A cathode 26 may be situated on one side of the matrix 24. A cathode flow field 28 adjacent to the cathode 26 may include a plurality of ribs 29 and channels 30 that may establish flow passages for collecting hydrogen (H₂) generated by the electrochemical reaction and carrying the hydrogen away from the cell 22. In implementations, water (H₂O) may be utilized to sweep hydrogen away from the cell 22. The flow passages of the cathode flow field 28 may be arranged into or out of the page in the illustration. The cathode 26 may include a catalyst adjacent to the matrix 24 and a gas diffusion layer (GDL) adjacent to the cathode flow field 28.

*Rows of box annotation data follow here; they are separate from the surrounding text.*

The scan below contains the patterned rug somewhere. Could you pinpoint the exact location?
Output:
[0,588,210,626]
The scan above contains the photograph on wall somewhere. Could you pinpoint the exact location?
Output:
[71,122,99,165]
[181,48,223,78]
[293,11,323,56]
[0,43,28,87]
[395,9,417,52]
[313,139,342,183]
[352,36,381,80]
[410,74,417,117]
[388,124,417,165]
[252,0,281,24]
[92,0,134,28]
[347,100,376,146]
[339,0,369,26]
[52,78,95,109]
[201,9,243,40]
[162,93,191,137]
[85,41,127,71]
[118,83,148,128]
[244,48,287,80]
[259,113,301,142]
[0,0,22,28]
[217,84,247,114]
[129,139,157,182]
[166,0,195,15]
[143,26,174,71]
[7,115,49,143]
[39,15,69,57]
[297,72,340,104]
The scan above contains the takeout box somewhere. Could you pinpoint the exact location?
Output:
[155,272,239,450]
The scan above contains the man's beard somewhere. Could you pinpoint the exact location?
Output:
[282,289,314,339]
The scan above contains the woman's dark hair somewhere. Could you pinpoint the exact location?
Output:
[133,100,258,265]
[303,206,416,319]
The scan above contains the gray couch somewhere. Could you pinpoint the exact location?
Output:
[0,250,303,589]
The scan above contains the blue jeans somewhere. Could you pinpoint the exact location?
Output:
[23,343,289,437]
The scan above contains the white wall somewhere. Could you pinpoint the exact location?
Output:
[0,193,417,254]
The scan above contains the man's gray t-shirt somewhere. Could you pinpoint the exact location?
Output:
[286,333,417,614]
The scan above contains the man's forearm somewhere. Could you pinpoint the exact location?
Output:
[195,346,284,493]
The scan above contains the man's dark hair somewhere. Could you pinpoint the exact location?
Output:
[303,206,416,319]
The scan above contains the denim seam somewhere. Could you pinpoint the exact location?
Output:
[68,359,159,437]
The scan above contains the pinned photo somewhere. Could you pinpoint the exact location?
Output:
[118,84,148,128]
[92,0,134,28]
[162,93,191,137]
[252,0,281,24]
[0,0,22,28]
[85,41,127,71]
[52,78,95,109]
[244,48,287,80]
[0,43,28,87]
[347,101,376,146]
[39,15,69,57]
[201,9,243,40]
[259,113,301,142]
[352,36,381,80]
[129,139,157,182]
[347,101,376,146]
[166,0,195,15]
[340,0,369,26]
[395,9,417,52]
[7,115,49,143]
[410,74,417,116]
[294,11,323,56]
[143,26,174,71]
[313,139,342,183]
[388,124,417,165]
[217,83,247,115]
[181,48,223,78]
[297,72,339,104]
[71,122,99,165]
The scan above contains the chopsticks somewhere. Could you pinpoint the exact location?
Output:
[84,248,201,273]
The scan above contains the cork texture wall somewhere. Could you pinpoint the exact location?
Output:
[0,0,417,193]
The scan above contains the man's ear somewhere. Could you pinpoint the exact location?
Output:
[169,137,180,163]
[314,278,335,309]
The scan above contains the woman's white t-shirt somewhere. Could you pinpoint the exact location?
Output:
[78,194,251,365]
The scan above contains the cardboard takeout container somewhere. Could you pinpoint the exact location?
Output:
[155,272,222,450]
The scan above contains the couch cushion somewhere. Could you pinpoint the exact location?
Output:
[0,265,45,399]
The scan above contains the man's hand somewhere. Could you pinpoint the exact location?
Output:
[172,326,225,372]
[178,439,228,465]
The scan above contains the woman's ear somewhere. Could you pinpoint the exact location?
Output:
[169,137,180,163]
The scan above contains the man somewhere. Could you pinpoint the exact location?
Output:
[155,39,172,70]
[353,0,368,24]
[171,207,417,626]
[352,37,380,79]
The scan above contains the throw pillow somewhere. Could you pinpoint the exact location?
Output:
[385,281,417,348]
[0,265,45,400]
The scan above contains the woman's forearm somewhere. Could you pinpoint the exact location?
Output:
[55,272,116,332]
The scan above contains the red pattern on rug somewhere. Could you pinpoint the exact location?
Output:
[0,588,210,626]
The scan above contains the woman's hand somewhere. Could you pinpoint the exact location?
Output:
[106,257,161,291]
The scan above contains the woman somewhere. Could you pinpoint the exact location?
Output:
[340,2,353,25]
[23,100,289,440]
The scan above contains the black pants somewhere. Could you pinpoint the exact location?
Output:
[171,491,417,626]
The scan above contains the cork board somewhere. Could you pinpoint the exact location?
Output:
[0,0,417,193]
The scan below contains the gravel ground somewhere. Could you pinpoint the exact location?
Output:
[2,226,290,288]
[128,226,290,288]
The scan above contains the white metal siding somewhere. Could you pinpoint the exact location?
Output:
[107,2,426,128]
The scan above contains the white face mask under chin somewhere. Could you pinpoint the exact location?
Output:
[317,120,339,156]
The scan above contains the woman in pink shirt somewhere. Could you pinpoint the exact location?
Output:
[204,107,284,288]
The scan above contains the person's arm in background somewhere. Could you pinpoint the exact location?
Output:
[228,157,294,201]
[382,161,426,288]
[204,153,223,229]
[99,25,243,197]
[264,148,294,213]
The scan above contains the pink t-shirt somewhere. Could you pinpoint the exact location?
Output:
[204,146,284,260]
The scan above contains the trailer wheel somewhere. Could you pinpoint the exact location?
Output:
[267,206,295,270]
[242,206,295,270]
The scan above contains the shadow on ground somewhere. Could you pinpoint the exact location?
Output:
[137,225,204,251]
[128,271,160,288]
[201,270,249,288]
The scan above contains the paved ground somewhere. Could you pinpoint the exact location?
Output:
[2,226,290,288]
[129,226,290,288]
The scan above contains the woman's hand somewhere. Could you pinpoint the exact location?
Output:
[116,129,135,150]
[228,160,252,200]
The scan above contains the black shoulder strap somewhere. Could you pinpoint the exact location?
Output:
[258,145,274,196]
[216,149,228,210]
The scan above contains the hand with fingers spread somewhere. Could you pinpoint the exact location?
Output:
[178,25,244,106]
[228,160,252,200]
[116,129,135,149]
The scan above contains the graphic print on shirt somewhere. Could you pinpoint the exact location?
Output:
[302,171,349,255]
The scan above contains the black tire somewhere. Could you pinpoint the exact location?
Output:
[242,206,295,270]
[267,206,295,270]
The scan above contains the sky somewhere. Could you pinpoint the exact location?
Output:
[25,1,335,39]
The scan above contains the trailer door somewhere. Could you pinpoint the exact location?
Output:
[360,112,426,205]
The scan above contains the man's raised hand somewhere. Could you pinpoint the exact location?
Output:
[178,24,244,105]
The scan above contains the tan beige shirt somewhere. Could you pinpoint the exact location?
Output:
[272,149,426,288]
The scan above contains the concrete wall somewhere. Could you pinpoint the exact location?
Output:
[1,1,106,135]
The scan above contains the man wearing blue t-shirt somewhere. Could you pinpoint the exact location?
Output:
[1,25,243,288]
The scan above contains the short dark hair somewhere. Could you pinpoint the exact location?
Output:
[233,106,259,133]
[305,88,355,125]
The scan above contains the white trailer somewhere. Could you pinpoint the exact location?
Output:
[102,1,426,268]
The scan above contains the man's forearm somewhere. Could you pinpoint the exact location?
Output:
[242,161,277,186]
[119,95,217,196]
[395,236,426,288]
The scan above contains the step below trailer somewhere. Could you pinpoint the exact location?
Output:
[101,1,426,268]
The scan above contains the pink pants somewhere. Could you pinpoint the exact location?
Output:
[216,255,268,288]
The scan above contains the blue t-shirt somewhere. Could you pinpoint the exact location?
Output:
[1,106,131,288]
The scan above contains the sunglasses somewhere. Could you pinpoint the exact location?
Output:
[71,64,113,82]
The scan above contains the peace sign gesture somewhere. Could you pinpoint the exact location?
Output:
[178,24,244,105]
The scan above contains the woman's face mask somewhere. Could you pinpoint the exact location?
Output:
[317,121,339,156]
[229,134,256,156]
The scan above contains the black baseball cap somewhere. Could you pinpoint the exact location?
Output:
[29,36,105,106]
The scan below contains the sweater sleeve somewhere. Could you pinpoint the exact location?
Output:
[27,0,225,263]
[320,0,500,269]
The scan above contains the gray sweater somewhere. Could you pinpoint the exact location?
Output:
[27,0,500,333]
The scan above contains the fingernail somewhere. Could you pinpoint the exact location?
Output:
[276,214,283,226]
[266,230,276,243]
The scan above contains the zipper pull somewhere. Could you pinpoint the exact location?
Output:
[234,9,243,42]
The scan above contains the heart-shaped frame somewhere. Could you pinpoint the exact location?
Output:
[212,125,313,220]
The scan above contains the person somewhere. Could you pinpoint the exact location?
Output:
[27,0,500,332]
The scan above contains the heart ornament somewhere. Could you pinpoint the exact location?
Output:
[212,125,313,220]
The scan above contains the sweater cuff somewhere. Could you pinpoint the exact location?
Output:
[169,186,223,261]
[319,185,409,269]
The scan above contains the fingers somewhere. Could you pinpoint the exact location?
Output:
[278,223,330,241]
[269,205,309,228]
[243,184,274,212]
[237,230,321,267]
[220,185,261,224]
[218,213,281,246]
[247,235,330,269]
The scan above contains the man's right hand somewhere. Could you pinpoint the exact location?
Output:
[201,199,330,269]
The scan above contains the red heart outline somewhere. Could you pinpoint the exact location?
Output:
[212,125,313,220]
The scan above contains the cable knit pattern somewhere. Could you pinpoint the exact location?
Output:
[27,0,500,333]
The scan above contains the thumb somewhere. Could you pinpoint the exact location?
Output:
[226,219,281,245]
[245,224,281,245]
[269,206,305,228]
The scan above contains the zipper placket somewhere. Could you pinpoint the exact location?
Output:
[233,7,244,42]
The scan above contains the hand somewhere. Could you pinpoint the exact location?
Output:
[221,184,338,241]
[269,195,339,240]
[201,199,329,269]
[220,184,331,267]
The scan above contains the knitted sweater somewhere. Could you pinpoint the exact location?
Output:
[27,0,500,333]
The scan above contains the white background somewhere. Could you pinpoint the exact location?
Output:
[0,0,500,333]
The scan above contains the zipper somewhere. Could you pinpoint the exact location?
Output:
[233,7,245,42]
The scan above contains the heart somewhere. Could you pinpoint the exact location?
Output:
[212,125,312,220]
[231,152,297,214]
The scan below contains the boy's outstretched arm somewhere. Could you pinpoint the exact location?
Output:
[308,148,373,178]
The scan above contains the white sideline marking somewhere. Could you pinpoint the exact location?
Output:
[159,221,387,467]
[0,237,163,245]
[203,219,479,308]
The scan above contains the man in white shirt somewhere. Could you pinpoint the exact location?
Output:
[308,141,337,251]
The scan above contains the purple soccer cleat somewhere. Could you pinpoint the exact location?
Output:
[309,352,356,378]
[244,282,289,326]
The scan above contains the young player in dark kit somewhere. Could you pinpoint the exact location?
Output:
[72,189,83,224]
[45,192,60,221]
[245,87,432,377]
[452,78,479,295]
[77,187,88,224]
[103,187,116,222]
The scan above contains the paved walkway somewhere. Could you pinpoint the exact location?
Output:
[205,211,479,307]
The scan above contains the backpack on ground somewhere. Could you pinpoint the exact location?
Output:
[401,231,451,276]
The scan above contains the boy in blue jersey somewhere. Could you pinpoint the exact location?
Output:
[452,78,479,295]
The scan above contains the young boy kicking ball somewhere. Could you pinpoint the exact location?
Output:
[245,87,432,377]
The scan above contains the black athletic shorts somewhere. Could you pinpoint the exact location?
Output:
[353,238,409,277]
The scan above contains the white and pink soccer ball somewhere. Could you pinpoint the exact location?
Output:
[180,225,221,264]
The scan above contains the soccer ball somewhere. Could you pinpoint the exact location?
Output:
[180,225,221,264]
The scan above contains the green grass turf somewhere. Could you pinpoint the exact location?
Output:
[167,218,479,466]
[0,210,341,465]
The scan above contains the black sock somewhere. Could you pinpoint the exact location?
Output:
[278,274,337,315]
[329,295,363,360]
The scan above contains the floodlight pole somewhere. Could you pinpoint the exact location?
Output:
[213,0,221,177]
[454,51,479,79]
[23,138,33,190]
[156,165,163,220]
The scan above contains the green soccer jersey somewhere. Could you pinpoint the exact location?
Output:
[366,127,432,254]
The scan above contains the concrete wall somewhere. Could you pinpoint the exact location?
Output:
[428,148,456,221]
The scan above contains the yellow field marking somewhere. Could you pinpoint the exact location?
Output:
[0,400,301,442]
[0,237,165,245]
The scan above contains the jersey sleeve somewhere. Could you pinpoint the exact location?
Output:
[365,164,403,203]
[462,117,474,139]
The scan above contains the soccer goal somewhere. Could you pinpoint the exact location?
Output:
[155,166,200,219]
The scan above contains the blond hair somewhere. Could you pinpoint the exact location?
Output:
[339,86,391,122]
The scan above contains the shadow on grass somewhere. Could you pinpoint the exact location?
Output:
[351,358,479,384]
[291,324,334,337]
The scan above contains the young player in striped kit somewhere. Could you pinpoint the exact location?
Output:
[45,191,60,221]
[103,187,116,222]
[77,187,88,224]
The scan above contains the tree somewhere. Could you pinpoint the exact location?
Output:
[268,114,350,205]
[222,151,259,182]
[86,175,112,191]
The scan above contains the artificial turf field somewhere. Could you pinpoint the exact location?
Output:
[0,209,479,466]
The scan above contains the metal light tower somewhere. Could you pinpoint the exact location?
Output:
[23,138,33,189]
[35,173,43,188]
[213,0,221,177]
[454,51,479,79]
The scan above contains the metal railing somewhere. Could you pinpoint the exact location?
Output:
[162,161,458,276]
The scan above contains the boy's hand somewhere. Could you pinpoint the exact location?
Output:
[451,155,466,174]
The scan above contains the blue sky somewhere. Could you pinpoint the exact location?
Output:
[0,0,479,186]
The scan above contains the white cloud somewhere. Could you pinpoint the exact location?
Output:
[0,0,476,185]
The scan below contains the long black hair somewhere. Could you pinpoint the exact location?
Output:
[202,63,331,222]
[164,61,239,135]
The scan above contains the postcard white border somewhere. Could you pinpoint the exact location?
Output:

An anode 34 may be situated on an opposite side of the matrix 24 from the cathode 26. The matrix 24 may be situated between the anode 34 and cathode 26. An anode flow field 36 may include flow channels (not illustrated) that may supply reactant, such as water, to the anode 34. The flow passages may carry oxygen (O₂) generated from the electrochemical reaction and/or remaining water away from the cell 22. In FIG. 1, the flow channels of the anode flow field 36 may be parallel to the page and may be oriented from one side of the illustrated cell 22 to the other side. Although not specifically shown, the anode flow field 36 may include a plurality of ribs and channels. The ribs and channels of the anode flow field 36 may be perpendicularly oriented relative to the ribs 29 and channels 30 of the cathode flow field 28. The anode 34 may include a catalyst adjacent to the matrix 24 and a gas diffusion layer (GDL) adjacent to the anode flow field 36.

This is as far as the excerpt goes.